Roberts A, Roberts P
Br J Gen Pract. 1998 Feb;48(427):967-70.
Large trials of primary care-based health promotion to modify coronary heart disease risks have shown only modest benefits. Could more intensive intervention, with doctors sharing with practice nurses in health promotion, produce better health outcomes in the context of the small family practice? How cost-effective might these interventions be?
To assess the cost-effectiveness of an intensive programme of coronary heart disease (CHD) risk factor modification in a rural general practice in which doctors had a major input.
A longitudinal study of changes in risk factors in a group of adult patients identified as having one or more major CHD risk factor and monitored for one to seven years. Patients were recruited from and followed up in health promotion clinics, routine practice nurse appointments, or routine doctors' surgeries. All received the practice's routine interventions to modify risk, and changes in risk factors were recorded. Time spent by members of the primary health care team on CHD health promotion was recorded over a two-year period.
From a practice list of 2040, 760 patients with one or more CHD risk factors were identified and followed up over a mean of 3.61 years (range six months to seven years). Significant improvements in each of the risk factors occurred, except in body mass index (BMI). Mean Dundee risk scores fell from 7.4 to 5.7 (by 23.3%). The annual cost to the practice (including doctor/nurse/secretarial time plus sundry practice expenses and laboratory costs, but excluding drug costs) was 6000 pounds. Cost per coronary death prevented was calculated as approximately 10,000 pounds.
The results show an effect on risk factors broadly similar but slightly greater in magnitude than that achieved in the OXCHECK and British Family Heart Studies of nurse-delivered risk factor intervention in primary care. The results suggest that more intensive effort in lifestyle modification and health promotion, with more active involvement of doctors, could produce significant additional benefit. The cost-effectiveness of this approach compares favourably with many other accepted measures in coronary heart disease prevention.

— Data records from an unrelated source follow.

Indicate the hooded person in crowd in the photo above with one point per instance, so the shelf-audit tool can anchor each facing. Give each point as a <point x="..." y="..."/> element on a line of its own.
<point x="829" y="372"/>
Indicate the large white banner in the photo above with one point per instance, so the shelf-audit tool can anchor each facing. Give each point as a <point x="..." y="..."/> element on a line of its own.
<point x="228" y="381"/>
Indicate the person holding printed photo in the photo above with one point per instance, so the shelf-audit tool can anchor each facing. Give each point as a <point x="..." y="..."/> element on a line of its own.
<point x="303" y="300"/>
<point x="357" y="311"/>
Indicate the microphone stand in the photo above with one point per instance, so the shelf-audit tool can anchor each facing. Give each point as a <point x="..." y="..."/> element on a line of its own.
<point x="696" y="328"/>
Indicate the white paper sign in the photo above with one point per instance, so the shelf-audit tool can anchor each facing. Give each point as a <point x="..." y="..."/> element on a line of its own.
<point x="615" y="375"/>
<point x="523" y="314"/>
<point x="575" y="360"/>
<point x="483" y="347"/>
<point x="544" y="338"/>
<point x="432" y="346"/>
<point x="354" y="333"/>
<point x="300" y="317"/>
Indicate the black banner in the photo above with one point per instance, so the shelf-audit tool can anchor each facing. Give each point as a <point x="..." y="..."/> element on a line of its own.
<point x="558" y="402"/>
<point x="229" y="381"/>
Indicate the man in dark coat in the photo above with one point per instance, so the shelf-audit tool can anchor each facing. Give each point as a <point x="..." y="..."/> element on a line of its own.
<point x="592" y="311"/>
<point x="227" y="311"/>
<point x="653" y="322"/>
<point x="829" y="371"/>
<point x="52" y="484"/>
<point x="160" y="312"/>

以初级保健为基础的健康促进大型试验旨在降低冠心病风险,但仅显示出适度的益处。在小型家庭诊所中,医生与执业护士共同进行更强化的干预,能否产生更好的健康结果?这些干预措施的成本效益如何?
评估一项强化冠心病(CHD)风险因素干预计划在农村全科诊所的成本效益,该计划中医生发挥了主要作用。
对一组被确定患有一种或多种主要冠心病风险因素的成年患者进行为期一至七年的风险因素变化纵向研究。患者从健康促进诊所、常规执业护士预约或常规医生诊疗中招募并进行随访。所有患者均接受诊所的常规风险干预措施,并记录风险因素的变化。在两年期间记录初级卫生保健团队成员用于冠心病健康促进的时间。

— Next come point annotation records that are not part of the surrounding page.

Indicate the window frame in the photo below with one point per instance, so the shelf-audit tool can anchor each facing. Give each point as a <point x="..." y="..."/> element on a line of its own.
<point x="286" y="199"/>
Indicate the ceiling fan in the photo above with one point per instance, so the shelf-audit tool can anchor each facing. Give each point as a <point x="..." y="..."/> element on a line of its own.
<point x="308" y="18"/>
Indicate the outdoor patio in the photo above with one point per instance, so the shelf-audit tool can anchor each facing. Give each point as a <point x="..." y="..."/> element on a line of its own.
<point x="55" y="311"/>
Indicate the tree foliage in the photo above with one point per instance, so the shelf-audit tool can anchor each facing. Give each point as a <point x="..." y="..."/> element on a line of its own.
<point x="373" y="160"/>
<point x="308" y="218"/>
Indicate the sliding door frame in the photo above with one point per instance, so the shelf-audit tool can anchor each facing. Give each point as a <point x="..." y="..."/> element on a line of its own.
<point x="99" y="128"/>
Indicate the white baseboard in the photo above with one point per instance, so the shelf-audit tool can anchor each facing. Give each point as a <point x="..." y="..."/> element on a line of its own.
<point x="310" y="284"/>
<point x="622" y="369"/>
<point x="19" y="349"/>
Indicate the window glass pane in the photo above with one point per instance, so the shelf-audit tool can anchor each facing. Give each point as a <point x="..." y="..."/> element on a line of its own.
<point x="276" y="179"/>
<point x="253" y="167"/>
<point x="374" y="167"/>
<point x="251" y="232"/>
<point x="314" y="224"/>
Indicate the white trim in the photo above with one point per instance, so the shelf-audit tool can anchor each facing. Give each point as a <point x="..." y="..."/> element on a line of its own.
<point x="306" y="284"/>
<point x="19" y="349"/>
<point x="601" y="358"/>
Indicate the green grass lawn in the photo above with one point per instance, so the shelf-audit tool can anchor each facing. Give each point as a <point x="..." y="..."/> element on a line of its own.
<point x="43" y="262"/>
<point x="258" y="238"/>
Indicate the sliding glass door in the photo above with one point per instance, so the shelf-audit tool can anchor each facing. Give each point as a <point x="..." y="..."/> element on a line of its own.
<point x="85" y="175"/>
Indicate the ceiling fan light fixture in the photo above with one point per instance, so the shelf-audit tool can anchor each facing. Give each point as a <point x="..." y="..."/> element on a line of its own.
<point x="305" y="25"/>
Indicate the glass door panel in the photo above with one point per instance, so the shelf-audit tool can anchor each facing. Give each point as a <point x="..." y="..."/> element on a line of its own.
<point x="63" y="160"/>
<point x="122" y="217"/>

从2040名患者名单中,识别出760名患有一种或多种冠心病风险因素的患者,并进行了平均3.61年(范围为6个月至7年)的随访。除体重指数(BMI)外,各风险因素均有显著改善。邓迪平均风险评分从7.4降至5.7(下降23.3%)。诊所的年度成本(包括医生/护士/秘书时间、杂项诊所费用和实验室成本,但不包括药品成本)为6000英镑。预防每例冠心病死亡的成本计算约为10000英镑。
结果显示,对风险因素的影响与初级保健中护士进行的风险因素干预的OXCHECK和英国家庭心脏研究中所取得的效果大致相似,但程度略大。结果表明,在生活方式改变和健康促进方面付出更多努力,医生更积极参与,可能会产生显著的额外益处。这种方法的成本效益与冠心病预防中的许多其他公认措施相比具有优势。